A bit unsual approach =)
Hope it'll help...
What about making PyPy useful?
There's still a need for a python compiler, but so far, you can't run standard libraries (eg PyObjC) and you run slow that cPython. -- Even Javascript is faster than you (squirrelfish).
One thing I've never quite understood: how will the JIT-generation transform interact with more traditional optimization schemes?
Concrete example: say in a function I want to perform some algebraic reductions of math operations which will change a lot of the instructions. Since the JIT generation turns the interpreter into a JIT, presumably I have to write the optimization at the interpreter level.
I can see how that could work for the simplest kind of optimizations (special cases should be specialized at runtime after they go green, if I understand the rainbow colour scheme.)
I don't see yet how the more complex optimizations I'd write on static, fixed-type code will look in this context. IIUC at interpreter level I can only access the JIT's observations via tests like "if type(a) == FloatType" which should be filled after they're known-- but that's inside the function itself, and I don't see how to access that information from anything outside.

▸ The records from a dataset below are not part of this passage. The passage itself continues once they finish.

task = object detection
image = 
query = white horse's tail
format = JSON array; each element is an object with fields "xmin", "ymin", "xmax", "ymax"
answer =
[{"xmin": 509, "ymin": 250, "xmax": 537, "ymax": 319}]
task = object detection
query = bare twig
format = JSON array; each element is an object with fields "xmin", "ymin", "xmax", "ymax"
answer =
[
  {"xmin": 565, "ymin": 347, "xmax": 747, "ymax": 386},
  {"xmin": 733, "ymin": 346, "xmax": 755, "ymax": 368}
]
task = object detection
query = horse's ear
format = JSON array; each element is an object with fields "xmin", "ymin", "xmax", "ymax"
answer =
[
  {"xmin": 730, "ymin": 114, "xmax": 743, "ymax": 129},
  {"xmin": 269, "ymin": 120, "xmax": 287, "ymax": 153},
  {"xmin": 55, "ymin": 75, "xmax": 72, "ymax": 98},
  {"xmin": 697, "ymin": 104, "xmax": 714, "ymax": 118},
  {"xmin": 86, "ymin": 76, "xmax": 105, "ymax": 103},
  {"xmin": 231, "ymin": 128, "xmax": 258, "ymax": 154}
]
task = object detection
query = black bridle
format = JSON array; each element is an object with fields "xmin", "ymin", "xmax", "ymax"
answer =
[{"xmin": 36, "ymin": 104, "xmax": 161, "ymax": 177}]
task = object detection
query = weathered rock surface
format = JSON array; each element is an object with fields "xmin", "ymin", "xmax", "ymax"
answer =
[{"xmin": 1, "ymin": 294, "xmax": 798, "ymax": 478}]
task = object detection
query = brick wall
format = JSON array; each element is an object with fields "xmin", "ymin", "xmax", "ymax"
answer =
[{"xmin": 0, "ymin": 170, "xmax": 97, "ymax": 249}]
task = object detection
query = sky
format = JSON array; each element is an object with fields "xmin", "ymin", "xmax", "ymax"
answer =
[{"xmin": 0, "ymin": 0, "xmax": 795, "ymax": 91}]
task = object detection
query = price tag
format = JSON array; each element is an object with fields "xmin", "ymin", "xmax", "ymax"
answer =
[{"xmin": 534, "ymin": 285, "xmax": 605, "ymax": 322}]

dsm: This is a two-level approach, corresponding to two levels of optimisations that are useful for dynamic languages like Python: the "high level" is the unboxing and dispatching removing that I describe in the post (which by itself can give something like a factor 50-100 speed-up in the best cases). Traditional "low level" optimisations can be performed on top of that, by optimising the generated code that comes out of the "high level" (and this could give another 2-4x speed-up, i.e. the same difference as between "gcc" and "gcc -O3").
In this Prolog experiment we are only focusing on how to get the high level optimisations.
The references in the paper are not properly numbered -- any idea if it could be fixed?
Michel: Thanks for noticing, it should be fixed.
Could you possibly profit from generating a JIT compiler for Lua (www.lua.org) and compare it to Mike Pall's Lua-Jit (https://luajit.org/)?
While the paper was too difficult for me to understand fully, it was still an interesting read and I appreciate you posting it.
FYI: There is a project called Pyke which adds Prolog-like inferencing to Python. This integrates with Python allowing you to include Python code snippets in your rules.
Don't know if this would be useful, but you can check it out at https://pyke.sourceforge.net.
Shalabh: It's also important to note 3 big benefits of implementing a language in the language itself, or a subset thereof ("turtles all the way down").
(1) Debugging and testing tools for programs written in the language then (hopefully) also work for debugging and testing the language implementation with minimal (or no) modification. This also HUGELY lowers the bar for ordinary users of the language to find and fix implementation bugs. This isn't a fault of Prolog, but 99.99% of Python users won't touch a Prolog debugger with a 10-foot pole.
(2) The largest pool of people most interested in improving the language is presumably the expert heavy users of the language. Forcing them to learn a new language and/or implement the language in a language outside their expertise is a large disadvatage.
(3) The difference between language builtins and user code is reduced. Also, it forces certain powerful constructs to (at times) be exposed in the language when they might otherwise only be exposed in the implementation language. Also, with "turtles all the way down", performance improvements in the language itself also often apply to the language builtins, which increases the benefit of improvements, which is important in the cost/benefit analysis for undertaking the performance improvements in the first place. Having "turtles all the way down" make some optimizations worthwhile that otherwise would be too much trouble to implement.